Скептическое отношение к эмиграции было тем немногим, в чем, пожалуй, сходились Грузенберг и Маклаков. Однажды Грузенберг написал по просьбе Академии наук СССР воспоминания о Максиме Горьком, но отправить текст в Москву не решился, опасаясь обвинений в сотрудничестве с советским режимом. По этому случаю в досаде то ли на эмиграцию, то ли на самого себя он писал: «Живу в эмиграции, среди поврежденных людей, заменяющих любовь к родине ненавистью к ее лютому правительству. Поди столкуйся с вами со всеми насчет того, что Академия наук есть Академия наук, что родина не перестает быть милою оттого, что она несчастна, что уехать заграницу — подвиг не из великих…» [523]
Корреспонденты обменивались довольно резкими репликами по поводу отношения к прошлому и настоящему России. Маклакова особенно раздражали декларации Грузенберга о том, что он «приемлет» русскую историю: «Если Вы большевизма не приемлете, то как же Вы можете говорить, что приемлете всю нашу историю, весь наш народ. Ведь большевизм из истории народа не вычеркнешь». Рассуждая о психологии русского народа, который он сравнивал с готтентотами, Маклаков писал: «Хорошо, когда граблю я, плохо, когда грабят меня. И это готтентотство выявилось в успехе большевизма в России. Я это тоже „приемлю“; но в этом я вижу не признаки величия, а результат его дикого воспитания» [524].
Русский Маклаков гораздо строже судил русский народ, чем еврей Грузенберг. В ответ на ностальгически-патриотические ламентации Грузенберга о том, что русский народ ему «не по хорошему мил, а по милу хорош», Маклаков заметил: «Отлично понимаю, что по милу хорош; но если милому можно все прощать, то было бы большой ошибкой считать хорошим то, что гнусно и отвратительно; и это я отношу не только к большевистской головке, но к известным проявлениям всего народа» [525].
Раздражение Маклакова вызывали и его товарищи по партии, в особенности их непонимание, как он считал, последствий революции: «Когда-то я в шутку предсказывал, что революция есть конец кадетам: первую их половину расстреляют как реакционеров, а вторую повесят как революционеров.
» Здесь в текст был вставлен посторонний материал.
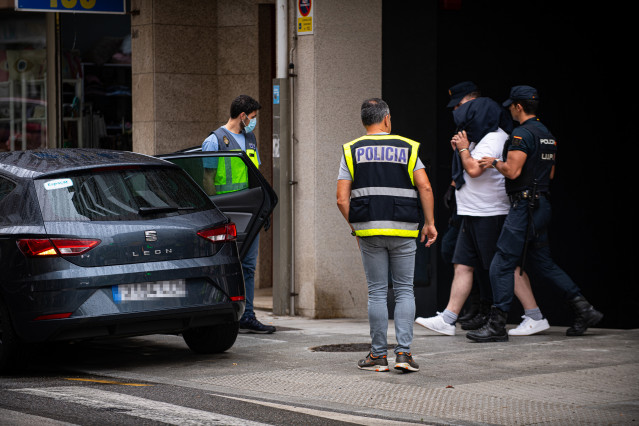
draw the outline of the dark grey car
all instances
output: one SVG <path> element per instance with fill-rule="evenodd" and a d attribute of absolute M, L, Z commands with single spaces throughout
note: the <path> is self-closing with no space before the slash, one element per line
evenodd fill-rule
<path fill-rule="evenodd" d="M 181 333 L 195 352 L 230 348 L 245 304 L 238 246 L 277 202 L 251 173 L 246 194 L 227 197 L 237 232 L 171 162 L 106 150 L 0 153 L 0 369 L 30 342 Z"/>

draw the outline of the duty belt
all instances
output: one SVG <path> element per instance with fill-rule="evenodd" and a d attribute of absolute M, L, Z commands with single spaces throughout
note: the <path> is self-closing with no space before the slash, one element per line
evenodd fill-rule
<path fill-rule="evenodd" d="M 543 196 L 544 198 L 548 198 L 549 193 L 537 192 L 535 194 L 535 200 L 538 200 L 540 195 Z M 529 189 L 526 189 L 524 191 L 519 191 L 519 192 L 512 192 L 508 194 L 508 198 L 510 199 L 510 204 L 514 204 L 517 201 L 521 201 L 521 200 L 528 200 L 530 197 L 532 197 L 532 191 Z"/>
Я был гораздо ближе к правде, чем даже сам думал; правда, у кадет остался еще третий исход: кончить жизнь здесь, жалуясь, что их не оценили» [526].
Поправение Маклакова (впрочем, и в России он был самым правым кадетом) вызвало как-то раз шуточную реплику Грузенберга: «Кстати или некстати: я совершенно оглох на правое ухо, как Вы на левое (очевидно, и глухота распределяется по политическим антипатиям)» [527].
Маклаков считал вредной политическую деятельность эмиграции за границей, полагая, что никакой пользы она России принести не может, а вредна она «прежде всего тем, что требует непременно, чтобы мы облаивали друг друга, позорили и порочили своих противников на глазах иностранцев и большевиков и убивали последние остатки уважения к себе» [528].